Entre libreros y comerciales de distribuidoras hay una cierta chanza recurrente que viene al pelo si ponemos nuestra atención en Vestida de corto, la novela corta de la francesa Marie Gauthier.
La bromita interna —y, antes de que nadie se ofenda, de algo hay que reírse cuando te enfrentas al catálogo de novedades para la siguiente semana, novedades que no sabes dónde colocar— hace referencia a la frecuencia con que los distribuidores, extensión de las editoriales, mencionan que tal o cual libro ha sido galardonado con el Premio Goncourt. El librero acaba con la impresión de que el Goncourt es un poco como las setas en el entorno umbrío de un bosque en otoño: están por todas partes.
El premio Goncourt, distinción literaria de nuestro país francófono vecino desde 1903, tiene algunas características llamativas: no tiene premio económico asociado –salvo que se considere que con diez euros se puede llegar lejos– y se premian obras publicadas en el año. Ni plicas, ni sobres, ni pseudónimos. Pero otra característica es que hay muchos premios Goncourt: además del principal, el de mejor novela, nos encontramos también el de poesía, biografía, juvenil, novela corta o cuento y novela debutante.

Vestida de corto fue la obra seleccionada en la categoría de novela debutante en 2019, aunque bien podría haberlo sido también en la de nouvelle con sus poco más de cien páginas que se leen de un tirón.
La historia, muy reducida al fondo de la cuestión, no tiene demasiado de novedoso: describe el despertar sexual de Félix, un joven de catorce años, y con él su entrada en esa etapa que deja atrás guiños de la niñez y se obsesiona con las taras de la época adulta. Este paso, que es difícil no asociar a cierto trauma, a un nuevo renacimiento, a un despertar de un dulce sueño, ha sido tratado con mucha frecuencia en la literatura universal. Me viene a la cabeza, de golpe, la magnífica Agosto, Octubre, de Andrés Barba.
Tampoco ha de verse como una crítica lo que no es más que la verdad: los temas, en literatura, son escasos y se reducen a un puñado de emociones que se repiten una y otra vez en un bucle sin fin.
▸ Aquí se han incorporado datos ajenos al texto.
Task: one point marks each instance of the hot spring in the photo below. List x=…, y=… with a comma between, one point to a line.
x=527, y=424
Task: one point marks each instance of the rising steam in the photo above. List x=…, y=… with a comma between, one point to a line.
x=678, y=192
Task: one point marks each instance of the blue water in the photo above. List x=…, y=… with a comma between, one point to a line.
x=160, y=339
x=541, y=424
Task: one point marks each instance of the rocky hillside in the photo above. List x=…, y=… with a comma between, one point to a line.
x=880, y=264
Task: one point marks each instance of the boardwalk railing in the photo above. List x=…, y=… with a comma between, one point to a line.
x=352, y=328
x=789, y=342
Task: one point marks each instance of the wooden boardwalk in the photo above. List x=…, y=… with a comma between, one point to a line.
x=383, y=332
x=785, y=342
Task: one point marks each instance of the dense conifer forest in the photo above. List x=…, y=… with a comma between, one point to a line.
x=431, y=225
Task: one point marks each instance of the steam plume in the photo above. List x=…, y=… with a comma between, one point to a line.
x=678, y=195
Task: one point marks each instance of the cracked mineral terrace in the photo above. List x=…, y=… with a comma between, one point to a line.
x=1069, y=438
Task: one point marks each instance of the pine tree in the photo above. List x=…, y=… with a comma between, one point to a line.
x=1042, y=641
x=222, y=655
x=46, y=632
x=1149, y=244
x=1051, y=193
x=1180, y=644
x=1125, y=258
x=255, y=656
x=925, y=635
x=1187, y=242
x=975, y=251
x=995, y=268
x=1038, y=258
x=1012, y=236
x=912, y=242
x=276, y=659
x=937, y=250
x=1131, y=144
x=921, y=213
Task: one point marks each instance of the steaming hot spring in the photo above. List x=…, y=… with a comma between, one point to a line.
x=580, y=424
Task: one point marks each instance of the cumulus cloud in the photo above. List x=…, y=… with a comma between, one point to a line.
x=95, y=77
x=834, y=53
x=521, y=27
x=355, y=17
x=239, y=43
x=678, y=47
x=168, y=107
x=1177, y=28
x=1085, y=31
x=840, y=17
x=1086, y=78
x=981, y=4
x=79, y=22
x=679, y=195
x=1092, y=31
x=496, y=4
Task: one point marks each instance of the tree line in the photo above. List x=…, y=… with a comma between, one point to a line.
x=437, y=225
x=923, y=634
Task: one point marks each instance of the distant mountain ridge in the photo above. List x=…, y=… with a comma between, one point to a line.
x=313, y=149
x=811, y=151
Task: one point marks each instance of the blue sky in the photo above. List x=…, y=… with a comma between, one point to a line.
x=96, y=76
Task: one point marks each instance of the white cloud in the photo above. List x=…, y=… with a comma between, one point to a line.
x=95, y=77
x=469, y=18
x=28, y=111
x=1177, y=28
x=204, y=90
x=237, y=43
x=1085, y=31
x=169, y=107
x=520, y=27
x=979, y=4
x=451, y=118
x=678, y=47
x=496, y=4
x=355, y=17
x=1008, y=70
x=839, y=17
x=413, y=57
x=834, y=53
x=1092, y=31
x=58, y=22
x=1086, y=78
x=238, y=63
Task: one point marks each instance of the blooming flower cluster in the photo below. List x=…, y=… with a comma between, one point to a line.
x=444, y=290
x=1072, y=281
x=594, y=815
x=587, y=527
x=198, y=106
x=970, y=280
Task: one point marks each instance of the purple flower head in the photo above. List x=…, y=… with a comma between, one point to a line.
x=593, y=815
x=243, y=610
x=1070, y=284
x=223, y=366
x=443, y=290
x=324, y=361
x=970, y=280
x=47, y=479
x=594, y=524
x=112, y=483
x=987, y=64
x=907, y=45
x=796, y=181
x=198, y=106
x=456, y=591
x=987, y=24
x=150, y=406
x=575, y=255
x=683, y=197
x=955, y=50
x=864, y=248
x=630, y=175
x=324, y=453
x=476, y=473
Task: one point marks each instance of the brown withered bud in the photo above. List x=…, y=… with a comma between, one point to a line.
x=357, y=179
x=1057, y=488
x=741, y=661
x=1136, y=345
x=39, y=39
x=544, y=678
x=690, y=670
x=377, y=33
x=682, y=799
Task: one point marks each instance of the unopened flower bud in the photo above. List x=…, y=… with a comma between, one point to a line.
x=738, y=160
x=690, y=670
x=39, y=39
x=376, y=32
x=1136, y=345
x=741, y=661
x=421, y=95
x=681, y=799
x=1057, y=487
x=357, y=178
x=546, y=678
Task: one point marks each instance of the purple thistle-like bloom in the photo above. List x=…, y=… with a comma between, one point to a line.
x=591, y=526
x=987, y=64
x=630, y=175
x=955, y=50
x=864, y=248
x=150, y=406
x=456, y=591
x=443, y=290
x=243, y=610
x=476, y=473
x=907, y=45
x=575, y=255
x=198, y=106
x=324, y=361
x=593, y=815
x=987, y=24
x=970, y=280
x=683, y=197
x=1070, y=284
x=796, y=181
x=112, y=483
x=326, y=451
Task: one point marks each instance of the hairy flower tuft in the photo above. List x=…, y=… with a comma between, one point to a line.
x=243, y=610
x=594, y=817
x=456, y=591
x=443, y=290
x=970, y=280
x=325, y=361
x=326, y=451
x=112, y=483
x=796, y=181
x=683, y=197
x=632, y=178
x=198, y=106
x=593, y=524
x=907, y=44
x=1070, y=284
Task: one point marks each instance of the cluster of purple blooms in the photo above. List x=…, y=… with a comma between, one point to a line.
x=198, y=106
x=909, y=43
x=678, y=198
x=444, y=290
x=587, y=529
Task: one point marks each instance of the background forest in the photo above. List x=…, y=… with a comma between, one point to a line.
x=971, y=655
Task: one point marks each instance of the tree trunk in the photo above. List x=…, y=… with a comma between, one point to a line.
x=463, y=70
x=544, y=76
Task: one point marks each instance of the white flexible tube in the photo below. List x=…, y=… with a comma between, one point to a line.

La diferencia está en la forma, en lo que rodea a ese sentimiento.
En este caso, Marie Gauthier (Annecy, 1977) ha optado por una forma estilística que va a levantar el mismo número de odios que de afectos: la simplificación en el estilo. Simplificar, aunque no lo parezca de entrada, es siempre una apuesta arriesgada: ¿Es capaz el autor de usar un lenguaje más complejo? ¿Es fruto de una meditada decisión o de miedo ante una expresión más barroca? Fosse en su Trilogía usaba un recurso semejante —frases simples, concisas, más centradas en el qué que en el cómo o por qué— pero con un resultado más brillante.
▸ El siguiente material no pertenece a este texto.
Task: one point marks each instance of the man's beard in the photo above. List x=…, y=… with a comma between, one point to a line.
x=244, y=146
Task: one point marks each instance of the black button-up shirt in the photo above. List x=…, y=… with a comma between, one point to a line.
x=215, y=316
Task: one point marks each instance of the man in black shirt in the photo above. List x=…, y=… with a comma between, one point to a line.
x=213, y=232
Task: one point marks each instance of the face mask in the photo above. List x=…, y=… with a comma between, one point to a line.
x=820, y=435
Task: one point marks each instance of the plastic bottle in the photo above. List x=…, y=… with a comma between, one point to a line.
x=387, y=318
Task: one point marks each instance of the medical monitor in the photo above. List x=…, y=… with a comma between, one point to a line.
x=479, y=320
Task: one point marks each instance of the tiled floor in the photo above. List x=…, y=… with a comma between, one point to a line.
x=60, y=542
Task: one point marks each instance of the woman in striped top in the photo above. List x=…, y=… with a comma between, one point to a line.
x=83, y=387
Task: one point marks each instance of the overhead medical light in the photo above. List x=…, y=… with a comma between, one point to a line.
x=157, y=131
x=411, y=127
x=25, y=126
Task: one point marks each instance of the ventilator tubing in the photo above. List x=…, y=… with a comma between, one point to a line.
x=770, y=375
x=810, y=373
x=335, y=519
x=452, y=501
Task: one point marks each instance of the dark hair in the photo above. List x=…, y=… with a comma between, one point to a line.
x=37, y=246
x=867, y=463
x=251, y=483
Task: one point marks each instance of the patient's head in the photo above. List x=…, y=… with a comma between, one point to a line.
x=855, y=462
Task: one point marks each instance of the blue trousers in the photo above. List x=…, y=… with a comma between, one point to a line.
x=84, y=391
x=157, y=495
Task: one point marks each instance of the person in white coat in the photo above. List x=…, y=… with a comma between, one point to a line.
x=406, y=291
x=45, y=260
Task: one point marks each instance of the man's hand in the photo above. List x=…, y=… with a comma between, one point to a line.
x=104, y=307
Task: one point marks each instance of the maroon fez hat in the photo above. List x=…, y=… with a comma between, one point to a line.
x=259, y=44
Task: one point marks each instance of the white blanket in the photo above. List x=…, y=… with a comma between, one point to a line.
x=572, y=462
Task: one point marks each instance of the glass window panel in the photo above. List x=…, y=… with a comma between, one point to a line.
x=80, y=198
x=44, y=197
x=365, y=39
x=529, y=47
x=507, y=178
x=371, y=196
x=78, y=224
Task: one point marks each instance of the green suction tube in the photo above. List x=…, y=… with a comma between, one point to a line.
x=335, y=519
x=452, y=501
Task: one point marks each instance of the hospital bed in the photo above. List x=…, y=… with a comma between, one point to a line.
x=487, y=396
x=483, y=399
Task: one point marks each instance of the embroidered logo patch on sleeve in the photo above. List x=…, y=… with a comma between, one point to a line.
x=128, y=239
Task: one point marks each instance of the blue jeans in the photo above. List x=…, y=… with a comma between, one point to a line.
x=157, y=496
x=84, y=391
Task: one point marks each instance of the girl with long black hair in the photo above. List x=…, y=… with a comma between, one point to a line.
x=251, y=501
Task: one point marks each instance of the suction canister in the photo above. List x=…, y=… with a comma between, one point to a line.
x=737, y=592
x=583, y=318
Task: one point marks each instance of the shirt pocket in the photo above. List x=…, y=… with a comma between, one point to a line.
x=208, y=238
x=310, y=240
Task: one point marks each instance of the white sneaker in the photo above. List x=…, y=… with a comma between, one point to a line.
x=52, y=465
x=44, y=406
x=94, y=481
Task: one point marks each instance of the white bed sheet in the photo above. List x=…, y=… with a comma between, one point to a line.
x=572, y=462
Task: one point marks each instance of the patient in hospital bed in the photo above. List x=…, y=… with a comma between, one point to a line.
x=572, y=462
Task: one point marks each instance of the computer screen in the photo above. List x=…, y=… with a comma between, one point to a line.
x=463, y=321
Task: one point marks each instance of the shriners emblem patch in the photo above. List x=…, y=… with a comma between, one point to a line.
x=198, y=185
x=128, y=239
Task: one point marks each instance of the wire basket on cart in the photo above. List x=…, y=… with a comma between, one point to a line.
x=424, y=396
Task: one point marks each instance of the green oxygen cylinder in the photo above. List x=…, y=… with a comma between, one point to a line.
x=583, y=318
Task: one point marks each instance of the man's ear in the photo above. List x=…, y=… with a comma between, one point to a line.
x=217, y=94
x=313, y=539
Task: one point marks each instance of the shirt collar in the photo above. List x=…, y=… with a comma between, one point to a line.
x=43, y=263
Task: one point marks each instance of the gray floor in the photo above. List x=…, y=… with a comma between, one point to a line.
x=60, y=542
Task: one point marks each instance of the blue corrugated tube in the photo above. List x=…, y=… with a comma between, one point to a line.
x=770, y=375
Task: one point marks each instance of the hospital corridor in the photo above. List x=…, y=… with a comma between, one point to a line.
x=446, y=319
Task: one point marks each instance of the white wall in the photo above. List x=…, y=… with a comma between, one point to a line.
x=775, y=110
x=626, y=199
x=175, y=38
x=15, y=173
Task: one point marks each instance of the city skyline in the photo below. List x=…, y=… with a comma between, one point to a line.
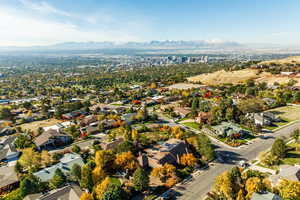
x=31, y=22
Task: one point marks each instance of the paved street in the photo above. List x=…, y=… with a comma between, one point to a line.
x=198, y=188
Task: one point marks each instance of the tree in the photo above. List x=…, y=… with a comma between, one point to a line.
x=140, y=179
x=98, y=175
x=86, y=196
x=296, y=135
x=30, y=159
x=104, y=158
x=76, y=149
x=205, y=147
x=125, y=147
x=74, y=131
x=29, y=185
x=58, y=180
x=297, y=97
x=102, y=187
x=241, y=195
x=165, y=172
x=45, y=158
x=289, y=189
x=76, y=172
x=278, y=149
x=188, y=160
x=22, y=142
x=252, y=105
x=114, y=192
x=86, y=177
x=253, y=184
x=5, y=113
x=195, y=105
x=224, y=185
x=126, y=160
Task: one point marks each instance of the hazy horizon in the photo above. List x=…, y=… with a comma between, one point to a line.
x=33, y=22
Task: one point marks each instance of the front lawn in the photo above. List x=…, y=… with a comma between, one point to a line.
x=293, y=156
x=193, y=125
En Gauthier esa decisión parece acompañar a lo simple y bruto de los sentimientos de Félix, jóven e inexperto que se enfrenta a la complejidad de un mundo adulto sin supervisión. Es verano y ha ido a trabajar a un pequeño pueblo francés que funciona como tablas del escenario. Se aloja en la casa de su jefe, donde también vive Gilberte o Gil, una joven de dieciséis años. Los elementos para un erotismo cubierto por el calor estival están sembrados.
Lo más interesante de Vestida de corto es, precisamente, el espacio y el tiempo: lo oclusivo del escenario en el que la tensión se incrementa mientras la temperatura maneja a su antojo; la casa paterna, las carreteras en las que trabajan Félix y su jefe, el supermercado en el hace lo propio Gil y donde se acuesta con el encargado, como también lo hace con muchos hombres maduros sin reflexionar en los peligros que la acechan.
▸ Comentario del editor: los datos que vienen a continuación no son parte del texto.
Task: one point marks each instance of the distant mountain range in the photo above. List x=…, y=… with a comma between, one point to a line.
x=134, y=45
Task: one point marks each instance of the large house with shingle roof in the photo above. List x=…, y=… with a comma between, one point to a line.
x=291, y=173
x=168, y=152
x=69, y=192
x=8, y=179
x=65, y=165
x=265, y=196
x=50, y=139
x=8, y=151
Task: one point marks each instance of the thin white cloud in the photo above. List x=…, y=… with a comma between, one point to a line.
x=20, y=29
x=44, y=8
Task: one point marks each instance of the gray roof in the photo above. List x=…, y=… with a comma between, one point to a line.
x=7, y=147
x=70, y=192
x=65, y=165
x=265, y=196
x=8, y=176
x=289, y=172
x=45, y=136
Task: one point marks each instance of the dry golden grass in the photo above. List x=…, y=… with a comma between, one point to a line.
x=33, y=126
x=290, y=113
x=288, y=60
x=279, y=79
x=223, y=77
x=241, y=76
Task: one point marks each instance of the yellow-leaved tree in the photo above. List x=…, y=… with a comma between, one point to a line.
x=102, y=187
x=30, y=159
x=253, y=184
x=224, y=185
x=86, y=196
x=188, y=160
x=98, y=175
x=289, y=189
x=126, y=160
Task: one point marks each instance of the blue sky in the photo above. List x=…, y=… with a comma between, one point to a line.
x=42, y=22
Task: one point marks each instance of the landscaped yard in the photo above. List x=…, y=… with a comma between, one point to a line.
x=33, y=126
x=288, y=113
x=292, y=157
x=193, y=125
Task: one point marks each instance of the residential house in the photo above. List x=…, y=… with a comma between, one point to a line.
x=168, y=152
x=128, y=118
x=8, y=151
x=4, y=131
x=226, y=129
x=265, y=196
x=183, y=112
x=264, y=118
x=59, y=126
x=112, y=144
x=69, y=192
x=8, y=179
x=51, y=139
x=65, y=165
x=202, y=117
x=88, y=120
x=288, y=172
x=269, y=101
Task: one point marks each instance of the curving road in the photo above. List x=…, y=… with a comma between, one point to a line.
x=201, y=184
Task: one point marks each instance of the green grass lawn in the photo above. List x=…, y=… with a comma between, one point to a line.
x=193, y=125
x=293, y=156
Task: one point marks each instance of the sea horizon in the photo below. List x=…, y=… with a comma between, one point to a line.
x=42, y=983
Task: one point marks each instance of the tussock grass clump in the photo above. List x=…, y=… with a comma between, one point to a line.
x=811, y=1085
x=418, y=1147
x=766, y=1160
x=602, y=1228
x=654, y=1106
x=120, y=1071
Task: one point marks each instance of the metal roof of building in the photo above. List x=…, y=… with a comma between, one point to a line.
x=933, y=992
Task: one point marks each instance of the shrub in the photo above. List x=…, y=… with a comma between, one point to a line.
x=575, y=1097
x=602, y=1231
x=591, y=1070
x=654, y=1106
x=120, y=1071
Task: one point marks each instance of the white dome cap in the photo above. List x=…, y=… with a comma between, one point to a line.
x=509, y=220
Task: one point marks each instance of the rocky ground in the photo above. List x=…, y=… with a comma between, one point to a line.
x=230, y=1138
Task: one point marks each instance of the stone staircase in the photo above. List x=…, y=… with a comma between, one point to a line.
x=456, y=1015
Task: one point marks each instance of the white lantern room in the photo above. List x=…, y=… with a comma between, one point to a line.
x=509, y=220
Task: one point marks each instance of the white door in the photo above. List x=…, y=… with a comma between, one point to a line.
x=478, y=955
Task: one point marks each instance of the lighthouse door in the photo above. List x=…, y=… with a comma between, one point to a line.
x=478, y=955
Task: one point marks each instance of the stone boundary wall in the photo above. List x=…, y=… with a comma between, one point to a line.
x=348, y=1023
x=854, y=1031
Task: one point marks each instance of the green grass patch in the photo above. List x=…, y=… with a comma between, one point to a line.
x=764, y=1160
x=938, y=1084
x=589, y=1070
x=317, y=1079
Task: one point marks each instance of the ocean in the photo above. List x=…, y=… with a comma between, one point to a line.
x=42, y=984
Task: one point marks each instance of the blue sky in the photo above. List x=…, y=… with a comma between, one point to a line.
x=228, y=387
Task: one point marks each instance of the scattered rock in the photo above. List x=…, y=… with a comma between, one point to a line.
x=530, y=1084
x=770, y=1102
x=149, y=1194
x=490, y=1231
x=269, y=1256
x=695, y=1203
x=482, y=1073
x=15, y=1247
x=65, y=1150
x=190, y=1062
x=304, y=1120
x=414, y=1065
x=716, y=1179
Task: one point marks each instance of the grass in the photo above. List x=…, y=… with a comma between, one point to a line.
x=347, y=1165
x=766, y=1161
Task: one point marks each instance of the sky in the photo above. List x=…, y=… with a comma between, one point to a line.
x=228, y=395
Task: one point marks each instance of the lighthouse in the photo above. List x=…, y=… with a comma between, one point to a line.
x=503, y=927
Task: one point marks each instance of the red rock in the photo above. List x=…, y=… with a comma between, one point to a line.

Ella es una Lolita que busca amor en el sexo y cree que es la vía de escape a un futuro que se le antoja asfixiante; él es una suerte de Humbert que se mueve según el antojo de ella, expectante pero lleno de una inocencia que se resquebraja. Ambos inspiran lástima, movidos por las corrientes de los deseos de los demás y aplastados los suyos.
Vestida de corto es una breve novela estival, calurosa, afín a generar el recuerdo en nuestra memoria, falta de un mayor ritmo y orientada a un lector con cierto nivel de paciencia y una expectativa que se mueva más en la forma que en el fondo.